I’m gonna take two weeks, gonna have a fine vacation
I’m gonna take my problem to the United Nations
Well I called my congressman and he said Quote:
“I’d like to help you son but you’re too young to vote”
Sometimes I wonder what I’m a gonna do
But there ain’t no cure for the summertime blues
I really like the way the “Is This So Difficult” thread went. Neither blogs nor usenet nor any other new media have been very effective in making progress, no more than the broadcast media that preceded them. What we need is a way for people to converge on issues, think about them together, round up the necessary expertise, and actually move toward new ideas. We had a glimmer of that in that thread.

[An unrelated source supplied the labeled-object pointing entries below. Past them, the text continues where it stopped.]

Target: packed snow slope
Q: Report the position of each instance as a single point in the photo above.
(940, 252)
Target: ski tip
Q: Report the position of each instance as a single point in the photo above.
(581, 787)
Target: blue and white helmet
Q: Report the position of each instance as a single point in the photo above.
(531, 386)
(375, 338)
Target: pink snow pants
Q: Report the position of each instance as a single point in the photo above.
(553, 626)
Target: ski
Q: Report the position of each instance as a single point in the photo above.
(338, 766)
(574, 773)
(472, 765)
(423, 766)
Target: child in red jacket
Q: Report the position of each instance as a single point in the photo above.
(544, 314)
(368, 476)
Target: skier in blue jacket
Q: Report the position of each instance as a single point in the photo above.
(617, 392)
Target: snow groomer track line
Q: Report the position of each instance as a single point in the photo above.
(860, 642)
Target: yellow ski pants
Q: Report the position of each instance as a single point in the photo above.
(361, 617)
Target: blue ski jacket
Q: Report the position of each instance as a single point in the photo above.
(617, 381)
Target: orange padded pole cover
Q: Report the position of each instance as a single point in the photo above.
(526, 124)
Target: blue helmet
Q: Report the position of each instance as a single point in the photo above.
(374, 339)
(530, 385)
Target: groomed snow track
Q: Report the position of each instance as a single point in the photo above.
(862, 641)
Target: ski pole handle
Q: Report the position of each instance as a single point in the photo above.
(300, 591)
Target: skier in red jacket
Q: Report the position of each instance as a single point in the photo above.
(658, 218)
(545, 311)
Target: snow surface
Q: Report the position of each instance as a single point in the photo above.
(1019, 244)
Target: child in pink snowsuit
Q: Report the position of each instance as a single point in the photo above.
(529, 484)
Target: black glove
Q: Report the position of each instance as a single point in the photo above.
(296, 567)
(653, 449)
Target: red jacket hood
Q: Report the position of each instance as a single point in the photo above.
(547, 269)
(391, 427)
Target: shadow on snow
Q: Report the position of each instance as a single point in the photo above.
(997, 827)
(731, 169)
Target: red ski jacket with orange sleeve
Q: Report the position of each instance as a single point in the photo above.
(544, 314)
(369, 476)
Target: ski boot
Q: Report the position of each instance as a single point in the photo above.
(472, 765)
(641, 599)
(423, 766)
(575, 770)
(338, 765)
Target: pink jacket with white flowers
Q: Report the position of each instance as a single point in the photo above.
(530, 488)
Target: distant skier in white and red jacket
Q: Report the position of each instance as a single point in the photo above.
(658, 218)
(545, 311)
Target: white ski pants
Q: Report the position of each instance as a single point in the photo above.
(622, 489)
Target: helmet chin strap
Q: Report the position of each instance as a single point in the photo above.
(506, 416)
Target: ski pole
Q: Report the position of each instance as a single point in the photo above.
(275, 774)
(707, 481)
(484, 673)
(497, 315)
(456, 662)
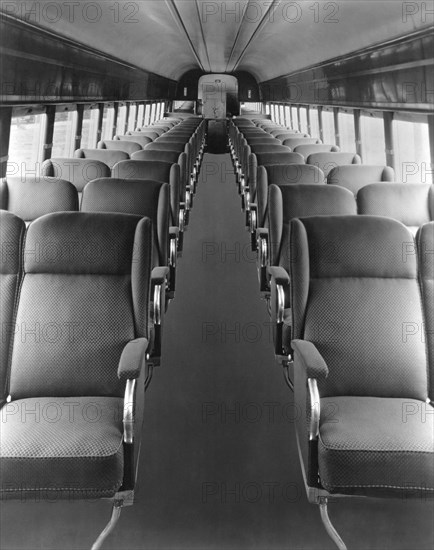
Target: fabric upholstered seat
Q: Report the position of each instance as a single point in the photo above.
(410, 203)
(356, 176)
(109, 157)
(87, 292)
(120, 145)
(328, 161)
(32, 197)
(78, 171)
(11, 242)
(359, 365)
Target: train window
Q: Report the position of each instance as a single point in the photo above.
(132, 117)
(140, 115)
(314, 122)
(90, 127)
(412, 150)
(108, 121)
(347, 131)
(372, 133)
(294, 118)
(65, 123)
(303, 120)
(147, 114)
(26, 140)
(328, 126)
(122, 119)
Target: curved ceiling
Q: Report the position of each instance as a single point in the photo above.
(268, 38)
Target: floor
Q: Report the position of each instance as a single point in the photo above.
(219, 468)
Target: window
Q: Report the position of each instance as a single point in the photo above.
(26, 141)
(412, 150)
(373, 142)
(328, 127)
(90, 127)
(347, 131)
(294, 118)
(65, 124)
(108, 119)
(122, 119)
(303, 120)
(140, 115)
(314, 122)
(132, 118)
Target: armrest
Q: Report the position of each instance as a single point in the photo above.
(309, 359)
(159, 275)
(133, 359)
(278, 274)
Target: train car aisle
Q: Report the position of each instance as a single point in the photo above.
(219, 468)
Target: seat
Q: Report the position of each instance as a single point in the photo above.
(11, 242)
(78, 171)
(307, 150)
(109, 157)
(410, 203)
(360, 374)
(355, 176)
(158, 171)
(120, 145)
(328, 161)
(145, 198)
(32, 197)
(295, 141)
(286, 203)
(88, 295)
(260, 149)
(142, 140)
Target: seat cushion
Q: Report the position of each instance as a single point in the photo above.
(61, 447)
(374, 445)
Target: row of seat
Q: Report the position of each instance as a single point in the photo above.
(78, 289)
(352, 307)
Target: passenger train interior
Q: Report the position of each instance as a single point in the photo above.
(217, 275)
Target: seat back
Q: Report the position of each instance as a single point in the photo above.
(282, 174)
(11, 242)
(32, 197)
(425, 247)
(294, 201)
(142, 140)
(109, 157)
(410, 203)
(355, 176)
(328, 161)
(84, 295)
(293, 142)
(156, 171)
(120, 145)
(140, 197)
(154, 155)
(78, 171)
(354, 297)
(307, 150)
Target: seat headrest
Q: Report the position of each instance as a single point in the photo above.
(11, 236)
(78, 171)
(142, 169)
(31, 197)
(282, 174)
(82, 243)
(354, 246)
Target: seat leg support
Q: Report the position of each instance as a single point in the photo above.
(116, 512)
(331, 531)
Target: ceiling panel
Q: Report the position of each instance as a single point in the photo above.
(267, 38)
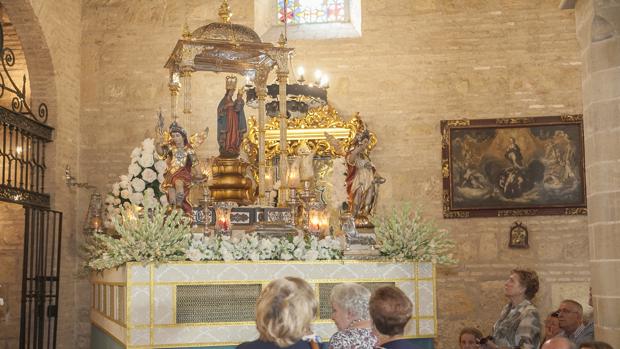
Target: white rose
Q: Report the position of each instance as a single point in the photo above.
(160, 166)
(146, 160)
(136, 198)
(134, 170)
(298, 253)
(116, 189)
(138, 184)
(286, 256)
(149, 175)
(149, 192)
(311, 255)
(226, 255)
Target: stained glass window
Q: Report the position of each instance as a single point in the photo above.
(313, 11)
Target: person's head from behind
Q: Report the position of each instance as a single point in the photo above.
(522, 282)
(595, 345)
(559, 343)
(469, 338)
(390, 310)
(284, 311)
(552, 325)
(349, 304)
(570, 315)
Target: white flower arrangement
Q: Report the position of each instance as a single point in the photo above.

I’ve always thought of climate change as just one of the more straightforward aspects of the sustainability problem. If we can;t get this one right, how can we move on to the others? Neven is proposing narrowing that down a bit: growth is the problem. Perhaps we can build a reasonable crusade on questioning the nature and sustainability of growth? After all, it seems to be at the center of the delusional structure of our time, and is a universal opinion of left and right. Full employment! Jobs! Economic Growth! Even population growth! It’s so written into every transaction, every behavior, every argument. And yet it’s obviously wrong, and has been obviously wrong since 1798
at the latest.
A lot of people will have a lot of resistance at that point. They’ll call you communistic (though if you’d said it thirty years ago in Moscow you’d presumably be called an imperialist for that; indeed, imperialism is an ideology of scarcity).
There are other ideas that seem to have resonance with a very wide audience. I have recently had some success reaching out to military types by making the analogy of the earth to a ship, which I owe to the quirky and sporadically brilliant (but genuinely brilliant nonetheless!) Buckminster Fuller. (no relation to Tom, one presumes…)

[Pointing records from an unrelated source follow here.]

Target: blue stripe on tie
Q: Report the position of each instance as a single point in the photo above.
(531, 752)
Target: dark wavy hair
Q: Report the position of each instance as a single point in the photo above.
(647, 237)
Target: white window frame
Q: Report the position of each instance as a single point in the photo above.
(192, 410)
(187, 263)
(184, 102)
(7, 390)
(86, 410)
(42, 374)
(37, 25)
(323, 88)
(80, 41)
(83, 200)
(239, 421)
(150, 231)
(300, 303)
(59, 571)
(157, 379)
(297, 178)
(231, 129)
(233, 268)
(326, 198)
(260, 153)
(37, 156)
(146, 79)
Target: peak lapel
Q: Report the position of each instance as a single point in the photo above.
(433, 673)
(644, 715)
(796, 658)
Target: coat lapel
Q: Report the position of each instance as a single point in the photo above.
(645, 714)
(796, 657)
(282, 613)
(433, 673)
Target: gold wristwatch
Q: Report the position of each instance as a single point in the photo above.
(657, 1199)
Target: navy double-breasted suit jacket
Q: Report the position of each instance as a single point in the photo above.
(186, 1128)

Which brings me to another really big question.
The fact is that now that there are enough of us to rock the boat, there does need to be some authority to keep the boat steady. One hesitates to argue for a global government; not only is the concept viscerally hated in America these days but it really does have some serious dangers associated with it. Would an American teenager today even fantasize about taking their troubles to the United Nations, like the protagonist in Eddie Cochran;s 1958 song?
In the coming decades, there has to be some authority, some amount of global soveriegnty. I think recent events have demonstrated beyond doubt
that we can’t cope with just the current system. You don’t run a ship with six big captains, a dozen less influential captains, and a hundred and forty minor captains. It seems to me that we have to press for a global decision-making process. (Anyone who is planning to fall back on geoengineering the more so!)

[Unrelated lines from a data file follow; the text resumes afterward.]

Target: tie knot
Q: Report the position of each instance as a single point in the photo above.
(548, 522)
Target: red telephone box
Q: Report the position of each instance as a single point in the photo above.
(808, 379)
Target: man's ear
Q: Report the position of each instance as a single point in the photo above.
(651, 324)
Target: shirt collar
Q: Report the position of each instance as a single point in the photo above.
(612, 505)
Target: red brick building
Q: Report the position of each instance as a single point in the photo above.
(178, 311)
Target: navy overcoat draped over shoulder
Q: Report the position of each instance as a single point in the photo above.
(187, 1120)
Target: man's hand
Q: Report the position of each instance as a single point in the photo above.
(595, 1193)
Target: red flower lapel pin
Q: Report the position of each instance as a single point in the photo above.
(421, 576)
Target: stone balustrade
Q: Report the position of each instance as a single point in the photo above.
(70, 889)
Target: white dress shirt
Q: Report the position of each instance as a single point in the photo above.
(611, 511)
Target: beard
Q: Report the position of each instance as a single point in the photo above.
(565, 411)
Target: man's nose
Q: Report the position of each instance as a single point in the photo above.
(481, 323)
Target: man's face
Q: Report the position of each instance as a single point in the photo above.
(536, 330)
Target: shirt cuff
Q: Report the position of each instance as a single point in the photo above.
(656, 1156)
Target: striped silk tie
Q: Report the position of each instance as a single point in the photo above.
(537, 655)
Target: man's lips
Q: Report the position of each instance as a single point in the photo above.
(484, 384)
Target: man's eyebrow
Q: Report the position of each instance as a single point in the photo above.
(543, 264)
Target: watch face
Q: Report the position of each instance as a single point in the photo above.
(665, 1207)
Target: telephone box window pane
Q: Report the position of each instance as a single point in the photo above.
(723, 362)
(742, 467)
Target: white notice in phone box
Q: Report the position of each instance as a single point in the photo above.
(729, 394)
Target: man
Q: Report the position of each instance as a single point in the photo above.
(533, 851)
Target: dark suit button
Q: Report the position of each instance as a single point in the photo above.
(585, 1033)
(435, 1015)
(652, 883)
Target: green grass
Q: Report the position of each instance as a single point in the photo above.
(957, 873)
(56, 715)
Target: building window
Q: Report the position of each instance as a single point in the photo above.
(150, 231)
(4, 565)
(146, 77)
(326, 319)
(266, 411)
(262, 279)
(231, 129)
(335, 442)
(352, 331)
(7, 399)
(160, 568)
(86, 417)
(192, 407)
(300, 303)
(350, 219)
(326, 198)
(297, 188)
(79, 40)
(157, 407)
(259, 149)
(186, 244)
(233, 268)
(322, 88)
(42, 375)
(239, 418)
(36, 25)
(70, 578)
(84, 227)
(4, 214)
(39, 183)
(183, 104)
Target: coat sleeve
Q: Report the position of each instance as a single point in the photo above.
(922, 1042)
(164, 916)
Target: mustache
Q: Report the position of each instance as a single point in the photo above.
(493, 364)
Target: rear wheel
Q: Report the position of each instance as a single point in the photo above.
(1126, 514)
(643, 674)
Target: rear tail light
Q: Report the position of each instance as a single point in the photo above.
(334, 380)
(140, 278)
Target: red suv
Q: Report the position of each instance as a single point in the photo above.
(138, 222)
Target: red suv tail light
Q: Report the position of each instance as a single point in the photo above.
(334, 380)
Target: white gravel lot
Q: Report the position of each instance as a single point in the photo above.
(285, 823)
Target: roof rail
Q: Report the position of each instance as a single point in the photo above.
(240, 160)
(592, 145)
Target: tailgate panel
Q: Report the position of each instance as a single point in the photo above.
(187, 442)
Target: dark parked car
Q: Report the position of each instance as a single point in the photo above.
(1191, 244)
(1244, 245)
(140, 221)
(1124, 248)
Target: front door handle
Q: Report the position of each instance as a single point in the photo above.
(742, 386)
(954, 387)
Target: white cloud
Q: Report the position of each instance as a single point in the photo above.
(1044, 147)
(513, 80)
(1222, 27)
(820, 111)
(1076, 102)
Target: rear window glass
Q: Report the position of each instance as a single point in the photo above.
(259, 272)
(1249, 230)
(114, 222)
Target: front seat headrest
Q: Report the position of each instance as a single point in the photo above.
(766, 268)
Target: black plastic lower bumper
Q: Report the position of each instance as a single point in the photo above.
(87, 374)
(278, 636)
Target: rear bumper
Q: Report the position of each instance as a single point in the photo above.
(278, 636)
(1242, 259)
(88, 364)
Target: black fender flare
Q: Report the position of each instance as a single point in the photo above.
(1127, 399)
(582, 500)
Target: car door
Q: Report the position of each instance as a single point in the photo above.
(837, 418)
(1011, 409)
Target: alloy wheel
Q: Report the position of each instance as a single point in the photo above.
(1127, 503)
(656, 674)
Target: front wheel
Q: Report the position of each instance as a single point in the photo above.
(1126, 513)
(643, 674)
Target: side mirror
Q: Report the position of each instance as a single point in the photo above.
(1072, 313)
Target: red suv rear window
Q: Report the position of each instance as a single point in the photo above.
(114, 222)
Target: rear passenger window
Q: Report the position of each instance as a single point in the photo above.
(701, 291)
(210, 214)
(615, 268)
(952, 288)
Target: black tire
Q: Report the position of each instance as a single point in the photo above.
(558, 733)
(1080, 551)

People who believe that such a thing is a very bad idea should reflect on the existence of the GATT and the WTO
. We have had global governance for decades now. We simply don’t give it any powers other than the protection of big capital. Don’t get me wrong. Big capital absolutely needs protecting; the whole bloody system falls apart otherwise. (As I understand it, it nearly did so last year.) We have become quite dependent on this system. But it really lacks some important priorities. There are other stakeholders on the planet, many (one hopes) as yet unborn. The thing that has utterly failed us is the collection of nation-states each acting in its own interest.
What a stupid way to go.
Is there an alternative? Is there a way to exert pressure on a global scale? Is that the end run around idiot nations and nationalisms?